Familiar with that phrase? Lived it? Ever felt like you were drowning in some kind of rainstorm without a trace of an umbrella, lifeboat, or break of sunshine in sight? Yeah...me too.
I'm just gonna get straight to it...life sucks. Life is hard. Life is not fun. Life is unfair. Life is stressful. Life is unpredictable. I am convinced the older I get, the more difficult life becomes. The past year has been an uphill climb for me with lots of debris hitting me in the face, no safety harness attached, and a 300 lb man latched to my back. But before I loose everyone to all of the negativity this blog has opened with, I must clarify.
My life would be considered good. Been married to my high school sweetheart for 7 years, have 3 beautiful, healthy daughters, a nice home, great friends, family and we are a part of an amazing church. My husband and I are both really happy in our jobs and are doing our best to live a life reflective of Christ. We've had our fair share of grief, heartache, and pain too. But the Lord has been faithful to us in those times and delivered us time and time again. So overall, I am incredibly happy about my lot in life at this very moment. I am blessed beyond measure with all the goodness our God has poured out. But that could change in the blink of an eye.
There has been so much pain around us this year. People hurting everywhere. People suffering in silence or masking their deepest wounds for fear of judgement. Tears at every corner. Grief on the hunt like a starving bloodhound. Temptation dangling in front of lonely souls. Fingers being pointed and relationships divided. Trust has sizzled where it once thrived and unconditional love has been overshadowed by selfishness. Manipulation is at it's best while authenticity has taken a back seat. Gossip rings in my ears (literally..I work at a salon) and encouraging words are long gone. Pain and darkness seem to be overtaking humanity and we are all guilty of sitting back and watching our loved ones drown in it one by one. Or maybe you are the one crying out for help, loosing grip of your rope, and everyone is stand around watching you. If we're honest, I think at some point we have all felt like a lamb thrown into a pack of wolves.
How do we make the pain go away? When will life improve? When will people stop getting sick and dying? When will evil disappear forever? When will everyone be genuinely happy and frolic around holding hands running through a glorious field under the canopy of a blue sky with perfect white clouds?
We need to wake up. We need to realize the reality and severity of our world and the pain that exists within it.
GREAT news is we can control our reaction to such pain. Our actions when someone else is hurting.

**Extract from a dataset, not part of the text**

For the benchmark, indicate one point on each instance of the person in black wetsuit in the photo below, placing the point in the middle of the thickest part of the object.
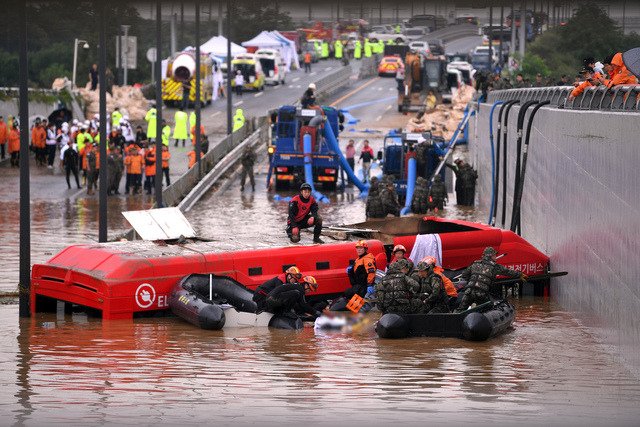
(292, 275)
(285, 298)
(303, 213)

Our response to a loved one who is dying. Our words when their is division. Our care when it is needed. Our love to give when someone is deprived of it. There are beautiful gifts of ourselves to give if we only open up. If we put others' needs before our own. If we see the good in people and aren't constantly blinded or stopped at the bad. If we stop trying to prove our skills and compare ourselves to others by how well we do this or that and instead come alongside each other and lift one another up. There is a lot of bad but there can be a lot of good too.
In frustration and sheer exhaustion from a personal struggle, I lifted up my hands and yelled to my husband, "Why is life so hard?" His words were simple and life giving, "We're not home yet babe."
I felt like the Lord smacked me across the face with my sweet husband's reminder. We were not promised an easy life. Many people question things about God when a loss or death happens. Or a lost job. Or a divorce. Or a family feud. "Why would a good God allow His people to suffer?" My response...what kind of person would I be without having gone through suffering at all? I don't know that I want to know that kind of person. For my fellow believers out there, we can be encouraged in Romans 5, "...but we rejoice in our sufferings, knowing that suffering produces endurance, and endurance produces character, and character produces hope..." What kind of person would I be or anyone be without endurance, character, and hope?
So the next time you hear of someone suffering, offer an encouraging word or prayer. If you are suffering, don't hide in it alone. Reach out and get help. There are many things friends of mine, clients, and people I don't even know are experiencing right now that I may never experience but that doesn't exempt me from the pain. We are called to carry each others' burdens and I intend to do that as best as I can for those who need or want their load shared. My dark days were always a little better with someone, anyone, shining the smallest glimmer of light.